This is only for US flights i presume?

    Damian Erskine

    Yes, Once outside of our boarders, it’s Russian Roulette. Most countries are pretty cool about it. Some are not (even if there plenty of room, some airlines have made me check it as luggage (not gate check, but all the way through to the carousel). 9 out of 10 times, I have no problems anywhere.

bob

Rather sit next to my bass than, well, pretty much any typical airplane passenger.

jonro1

Can a bass fit in an overhead compartment on a typical US flight? I think this would necessitate using a gig bag and not a hardshell case. But, if you couldn’t take it on the plane, you would have to check your instrument in a gig bag. There are still a lot of questions.

Daniel Blanco R

What’s that case in the picture?

that bass guy

that bass guy

Thanks for posting this. Years ago (pre 9/11) I traveled with my string bass while on vacation. Referring to the essential Rufus Reid “Evolving Bassist” book, I took his advice to heart. I bought a plane ticket for my full-size string bass, explaining thoroughly to the ticketing agent that “Mr. Bass” was an instrument not a live person, and arrived very early at the gate so I could get a bulkhead seat where there was more room (as advised in the book). I even strapped the bass (again as advised by the book) in an inverted position so that the bass would travel more safely. With the exception of one overzealous and underinformed airline employee on my return flight, everything went smoothly.

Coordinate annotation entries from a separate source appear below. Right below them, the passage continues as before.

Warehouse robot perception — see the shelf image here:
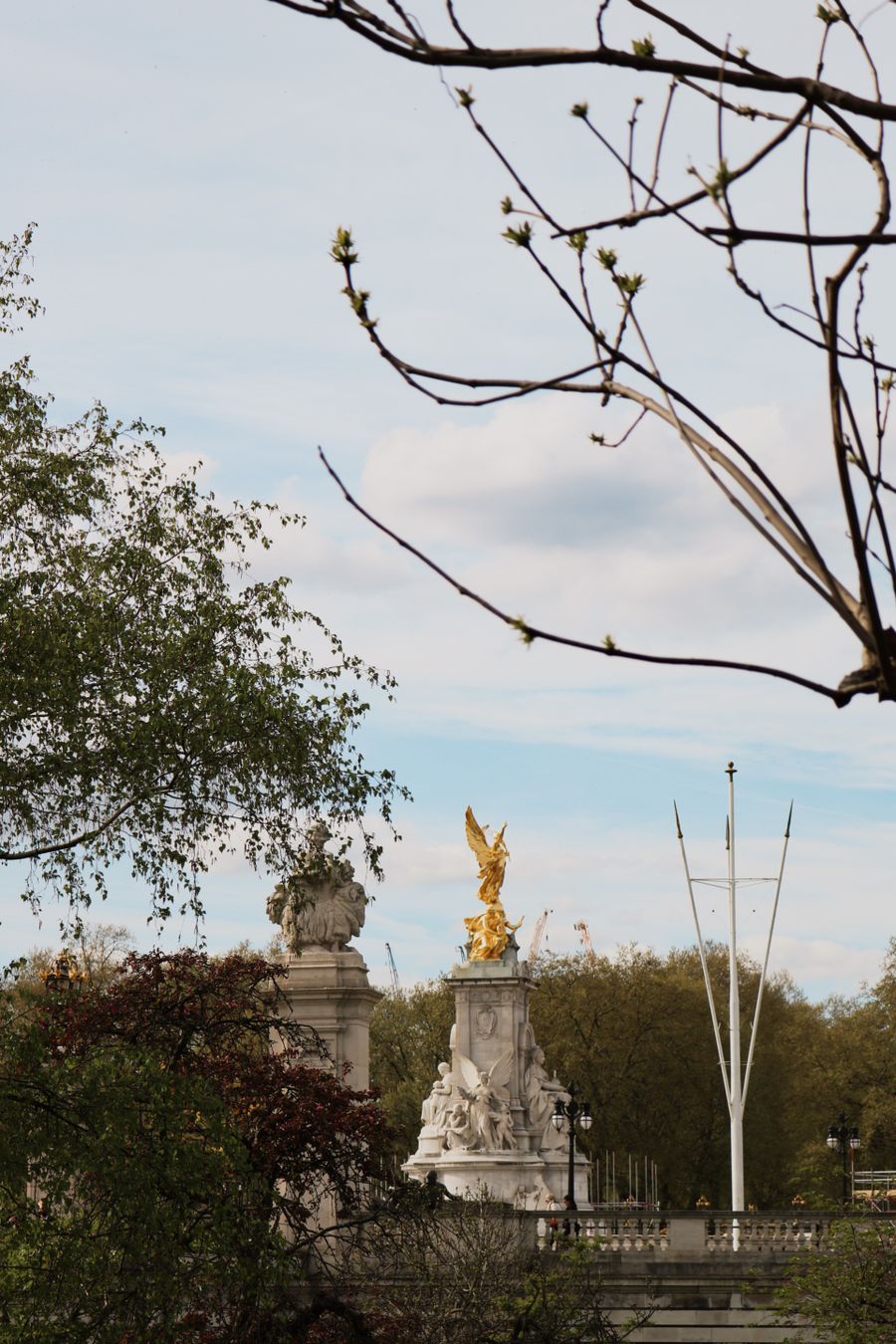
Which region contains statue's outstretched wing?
[489,1045,513,1087]
[466,807,492,865]
[455,1049,480,1089]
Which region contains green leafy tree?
[370,948,843,1209]
[309,1191,653,1344]
[776,1222,896,1344]
[0,230,395,917]
[0,953,383,1344]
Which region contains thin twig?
[317,446,851,708]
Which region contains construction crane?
[530,910,550,961]
[385,944,401,995]
[572,919,597,963]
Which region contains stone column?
[277,948,383,1091]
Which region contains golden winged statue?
[464,807,523,961]
[466,807,511,906]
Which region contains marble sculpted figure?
[268,821,366,957]
[524,1045,569,1148]
[457,1049,513,1149]
[464,807,523,961]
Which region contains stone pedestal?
[277,948,383,1091]
[403,942,588,1210]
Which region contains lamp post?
[551,1083,593,1209]
[827,1110,861,1209]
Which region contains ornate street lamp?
[551,1083,593,1209]
[827,1110,861,1209]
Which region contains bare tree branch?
[317,446,851,708]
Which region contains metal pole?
[726,761,745,1250]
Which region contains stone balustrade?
[519,1210,896,1260]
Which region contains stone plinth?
[403,942,588,1210]
[277,948,383,1091]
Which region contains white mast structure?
[673,761,793,1250]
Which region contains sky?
[0,0,896,999]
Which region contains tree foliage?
[776,1222,896,1344]
[309,1192,651,1344]
[370,946,896,1209]
[274,0,896,707]
[0,231,395,915]
[0,952,381,1344]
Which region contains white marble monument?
[268,822,383,1091]
[403,807,588,1210]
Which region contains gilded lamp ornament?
[464,807,523,961]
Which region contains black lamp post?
[827,1110,861,1209]
[551,1083,593,1209]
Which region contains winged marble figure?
[457,1045,513,1149]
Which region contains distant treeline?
[370,940,896,1209]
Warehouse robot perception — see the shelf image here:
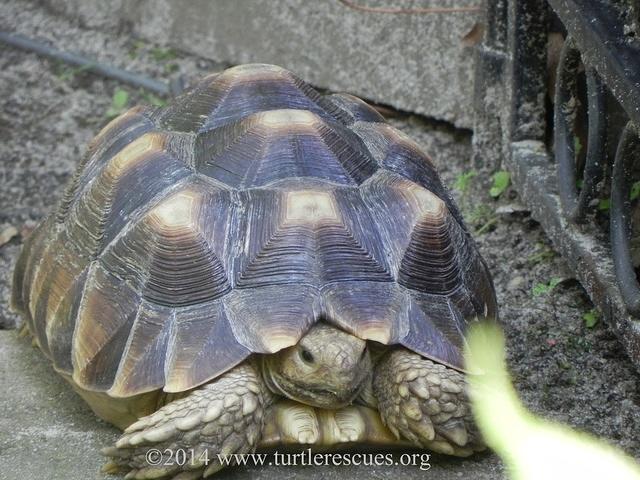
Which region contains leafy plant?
[582,308,600,328]
[531,277,562,297]
[465,203,498,235]
[489,170,511,198]
[453,170,478,194]
[106,88,129,119]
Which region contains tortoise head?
[262,323,371,408]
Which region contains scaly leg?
[104,363,273,480]
[373,348,484,456]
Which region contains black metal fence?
[474,0,640,368]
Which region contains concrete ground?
[0,0,640,480]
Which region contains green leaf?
[582,308,600,328]
[106,88,129,118]
[489,170,511,198]
[598,198,611,212]
[453,170,478,193]
[111,88,129,110]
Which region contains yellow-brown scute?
[12,65,495,401]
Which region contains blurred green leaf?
[106,88,129,119]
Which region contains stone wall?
[46,0,482,128]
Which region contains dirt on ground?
[0,0,640,478]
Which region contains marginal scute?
[327,93,384,125]
[399,299,464,369]
[107,301,175,397]
[72,263,141,391]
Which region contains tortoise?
[12,64,497,479]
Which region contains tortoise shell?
[13,65,496,397]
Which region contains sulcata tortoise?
[12,65,497,479]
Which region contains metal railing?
[474,0,640,368]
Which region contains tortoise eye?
[300,347,315,364]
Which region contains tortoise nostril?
[299,347,315,364]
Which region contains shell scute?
[12,65,497,397]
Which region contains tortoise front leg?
[103,363,273,480]
[373,348,484,456]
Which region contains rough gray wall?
[46,0,483,128]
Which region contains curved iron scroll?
[554,37,607,222]
[610,122,640,315]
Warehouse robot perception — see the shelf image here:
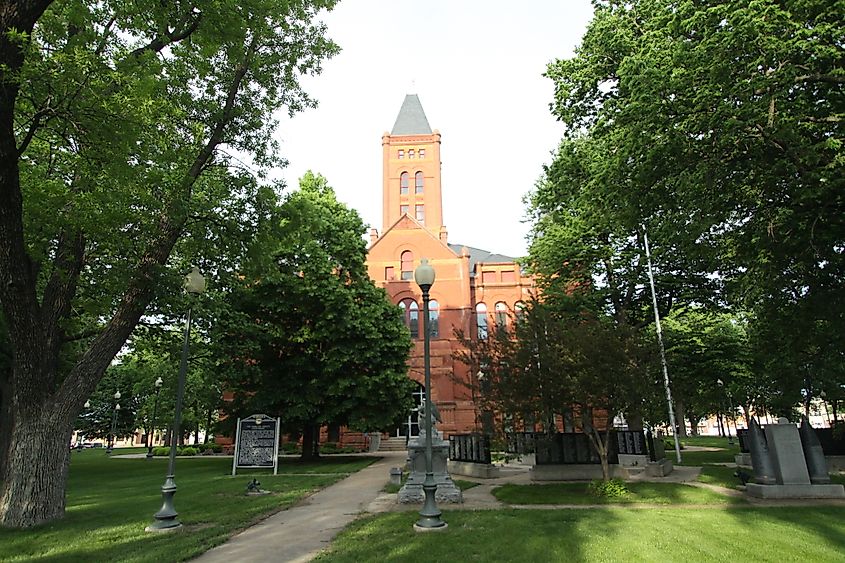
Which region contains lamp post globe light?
[145,266,205,532]
[106,391,120,455]
[147,377,163,459]
[414,258,446,530]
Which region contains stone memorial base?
[745,483,845,499]
[619,454,650,467]
[824,455,845,471]
[398,436,464,504]
[734,453,751,467]
[446,459,499,479]
[645,458,675,477]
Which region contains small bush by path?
[493,482,743,505]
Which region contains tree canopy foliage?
[529,0,845,428]
[213,172,411,456]
[0,0,337,526]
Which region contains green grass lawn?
[698,465,740,489]
[318,507,845,563]
[493,482,742,504]
[664,436,739,453]
[0,449,375,563]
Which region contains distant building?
[367,94,534,436]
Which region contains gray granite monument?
[746,417,845,499]
[399,401,464,504]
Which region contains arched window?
[513,301,525,323]
[496,301,508,329]
[414,172,425,194]
[475,303,487,340]
[399,172,411,194]
[400,250,414,280]
[428,299,440,338]
[399,299,420,338]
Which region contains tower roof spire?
[390,94,431,135]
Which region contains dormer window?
[414,171,425,194]
[399,250,414,280]
[399,172,411,195]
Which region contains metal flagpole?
[643,225,684,463]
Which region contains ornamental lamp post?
[716,379,736,446]
[147,377,164,459]
[145,266,205,532]
[414,258,446,530]
[106,391,120,455]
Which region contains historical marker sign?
[232,414,279,475]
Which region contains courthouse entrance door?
[394,381,425,439]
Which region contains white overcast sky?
[277,0,592,256]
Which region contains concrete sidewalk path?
[194,452,407,563]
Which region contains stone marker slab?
[764,424,810,485]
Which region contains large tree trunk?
[300,423,320,461]
[682,416,698,436]
[0,412,73,528]
[0,373,15,481]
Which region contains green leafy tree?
[535,0,845,424]
[213,172,411,458]
[0,0,337,527]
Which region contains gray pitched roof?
[449,242,516,275]
[390,94,431,135]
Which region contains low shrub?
[320,442,360,454]
[281,442,302,454]
[587,479,630,498]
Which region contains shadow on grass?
[0,450,366,562]
[317,510,624,563]
[493,482,744,505]
[318,506,842,563]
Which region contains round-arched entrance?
[395,381,425,438]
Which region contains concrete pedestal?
[734,453,752,467]
[399,436,464,504]
[645,458,675,477]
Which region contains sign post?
[232,414,280,476]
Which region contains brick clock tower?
[367,94,534,442]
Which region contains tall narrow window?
[399,172,411,194]
[414,172,425,194]
[399,250,414,280]
[428,299,440,338]
[513,301,525,323]
[496,301,508,329]
[475,303,487,340]
[399,299,420,338]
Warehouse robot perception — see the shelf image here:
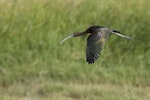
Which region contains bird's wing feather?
[86,32,108,64]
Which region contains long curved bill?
[114,33,133,40]
[60,34,74,44]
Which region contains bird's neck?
[74,32,88,37]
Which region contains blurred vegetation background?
[0,0,150,100]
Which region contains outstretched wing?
[86,32,109,64]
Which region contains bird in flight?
[60,26,132,64]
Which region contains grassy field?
[0,0,150,100]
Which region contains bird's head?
[85,26,104,33]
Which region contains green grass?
[0,0,150,100]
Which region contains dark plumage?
[61,26,132,64]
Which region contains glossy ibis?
[60,26,132,64]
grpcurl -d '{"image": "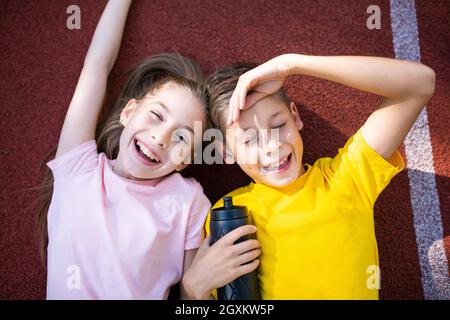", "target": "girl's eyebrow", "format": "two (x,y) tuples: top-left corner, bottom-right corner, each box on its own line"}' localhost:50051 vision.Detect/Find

(155, 101), (194, 134)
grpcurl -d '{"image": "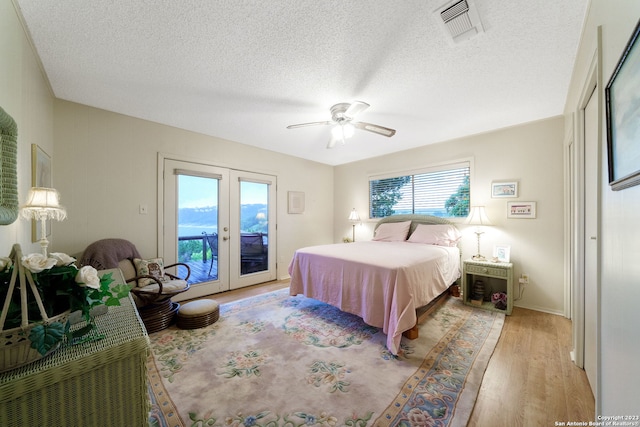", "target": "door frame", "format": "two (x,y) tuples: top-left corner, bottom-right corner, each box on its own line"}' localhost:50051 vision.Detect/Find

(565, 27), (604, 413)
(156, 152), (278, 299)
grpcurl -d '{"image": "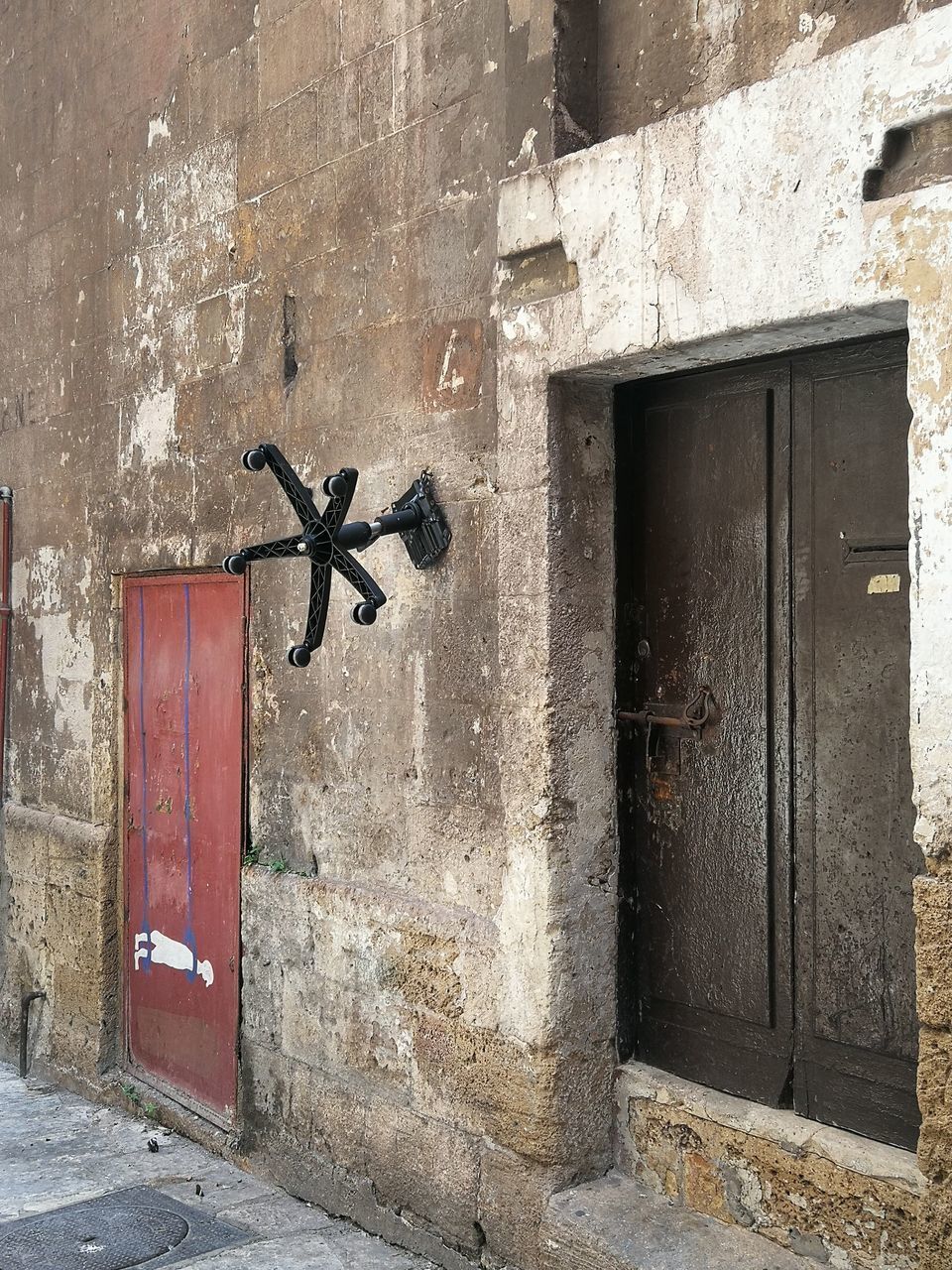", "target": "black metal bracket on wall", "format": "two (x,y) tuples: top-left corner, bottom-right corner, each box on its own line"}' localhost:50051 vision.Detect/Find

(222, 441), (452, 667)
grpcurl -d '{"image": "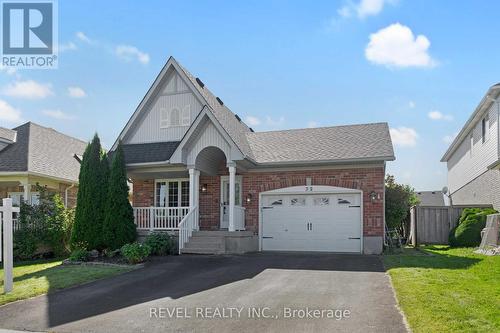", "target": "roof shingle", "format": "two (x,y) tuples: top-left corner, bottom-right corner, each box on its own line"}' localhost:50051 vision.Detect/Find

(0, 122), (87, 181)
(246, 123), (394, 163)
(122, 141), (180, 164)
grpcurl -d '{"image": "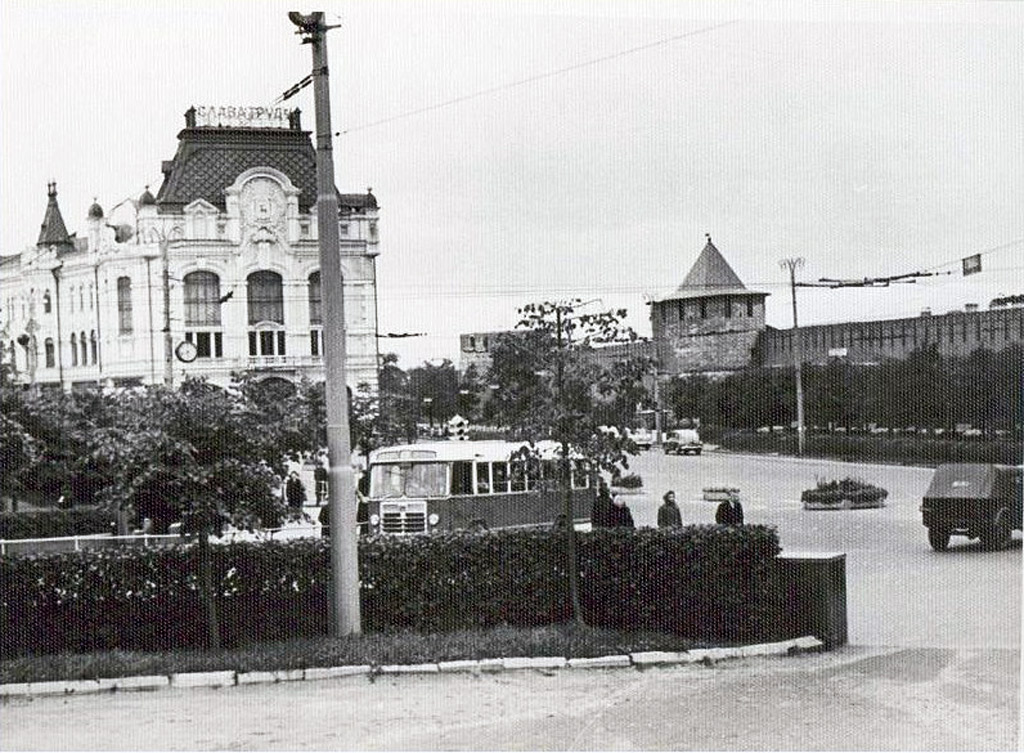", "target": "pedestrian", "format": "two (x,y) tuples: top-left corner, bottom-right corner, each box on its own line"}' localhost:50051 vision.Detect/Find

(590, 477), (611, 529)
(657, 489), (683, 529)
(715, 495), (743, 526)
(285, 470), (306, 510)
(608, 494), (636, 529)
(313, 465), (327, 505)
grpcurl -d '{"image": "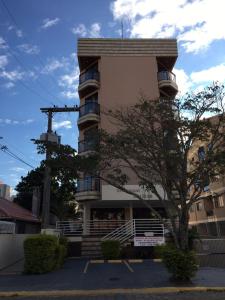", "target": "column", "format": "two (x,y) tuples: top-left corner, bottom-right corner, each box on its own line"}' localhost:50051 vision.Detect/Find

(83, 203), (91, 235)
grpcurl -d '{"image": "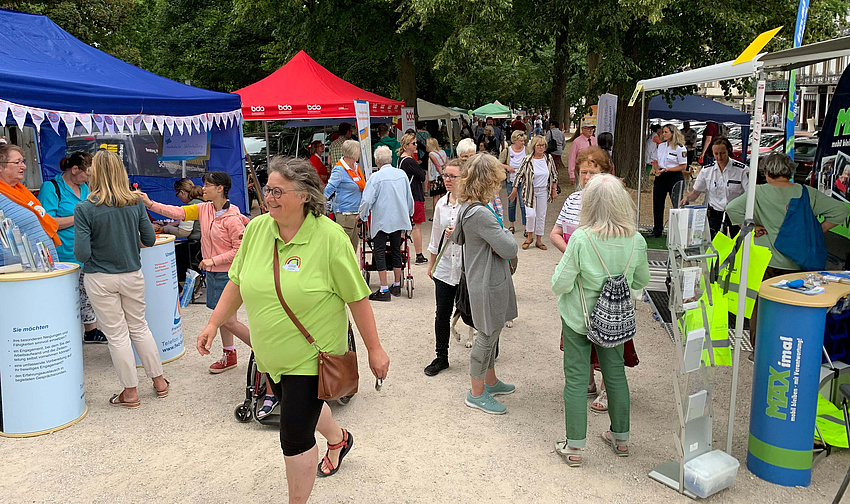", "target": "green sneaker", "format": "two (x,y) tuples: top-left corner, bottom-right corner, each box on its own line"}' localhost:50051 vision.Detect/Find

(484, 380), (516, 395)
(466, 390), (507, 415)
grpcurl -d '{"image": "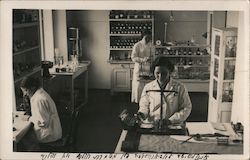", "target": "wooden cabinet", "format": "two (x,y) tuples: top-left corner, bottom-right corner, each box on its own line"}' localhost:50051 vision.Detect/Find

(108, 10), (154, 94)
(109, 10), (154, 63)
(13, 9), (41, 110)
(156, 45), (210, 92)
(208, 28), (237, 122)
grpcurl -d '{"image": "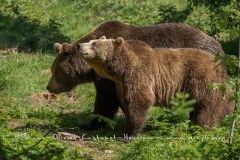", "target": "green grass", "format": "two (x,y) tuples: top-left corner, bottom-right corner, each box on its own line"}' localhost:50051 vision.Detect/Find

(0, 0), (240, 159)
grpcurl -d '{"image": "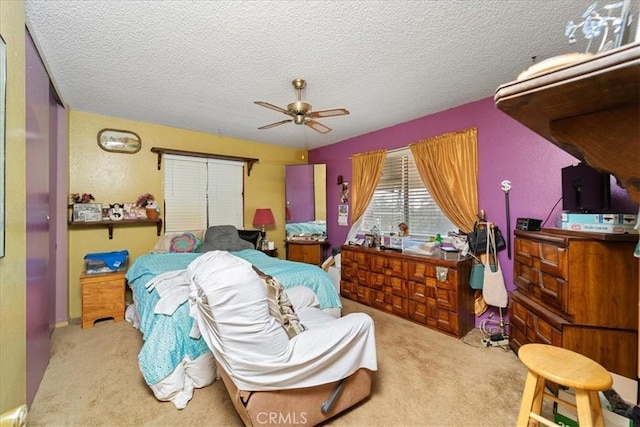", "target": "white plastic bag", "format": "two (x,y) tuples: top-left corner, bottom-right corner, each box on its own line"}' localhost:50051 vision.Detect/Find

(482, 224), (509, 308)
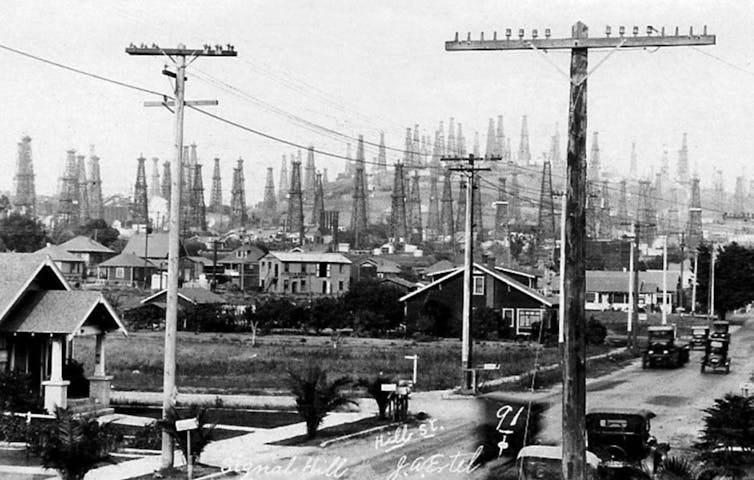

The point of all this is, that with planning common sense, and above all courtesy to people who are just trying to do their jobs, not only can you still fly with your instruments but that to a limited extent your rights are guaranteed.

One word of advice: if you’re flying on multiple airlines I would be sure to inform each individually so that you are aware of any issues various companies’ policies might pose.

PhiDeck

PhiDeck

Flying with a double bass seems masochistic.
Doing so with an electric bass guitar would seem much simpler if the (bolt-on) neck and body were disconnected from each other, thereby allowing a ~12″ shorter case. Using threaded inserts and machine screws instead of wood screws would seem advisable.
A headless bass would knock another 6-8″ off the length of the case.

Phillip Merchant Jr.

Greetings; First off give thanks for the heads up, but I as a Bass Player I found a way around that about 13 years ago.. I bought a headless Bass for that very reason. The headless Bass fits into a Fender strate Gig bag & fits comfortably in an over head compartment on the plane. If my Bass don’t make it then there was no reason to leave my HOUSE! Plus there’s room to spare..Being paticular of my sound as a Bass Man I also traveled with my amp head..Say what you want, those had to be handled with utmost care. We were a TEAM inside the team inside the BOND. Those were the tools I needed to get(my) the job dun… If I did’nt have them (I”M NOT FLYING) YOUR SOUND as the Bass Man accounts for the WEIGHT of the BAND. Give thanks 4 the heads up……….

Brock Landers

I’ve never encountered problems (so far). I’ve traveled a few times with my Fender 5 string in a gig bag. Each time the flight crew let me stow it in the hanging locker at the front of the plane. It didn’t even interfere with the spare crew uniforms hanging there. In fact, every time they went out of their way to get me on first so I could stow it ahead of the other passengers. I guess folks have a soft spot for traveling musicians. As always, be courteous and polite and ask first!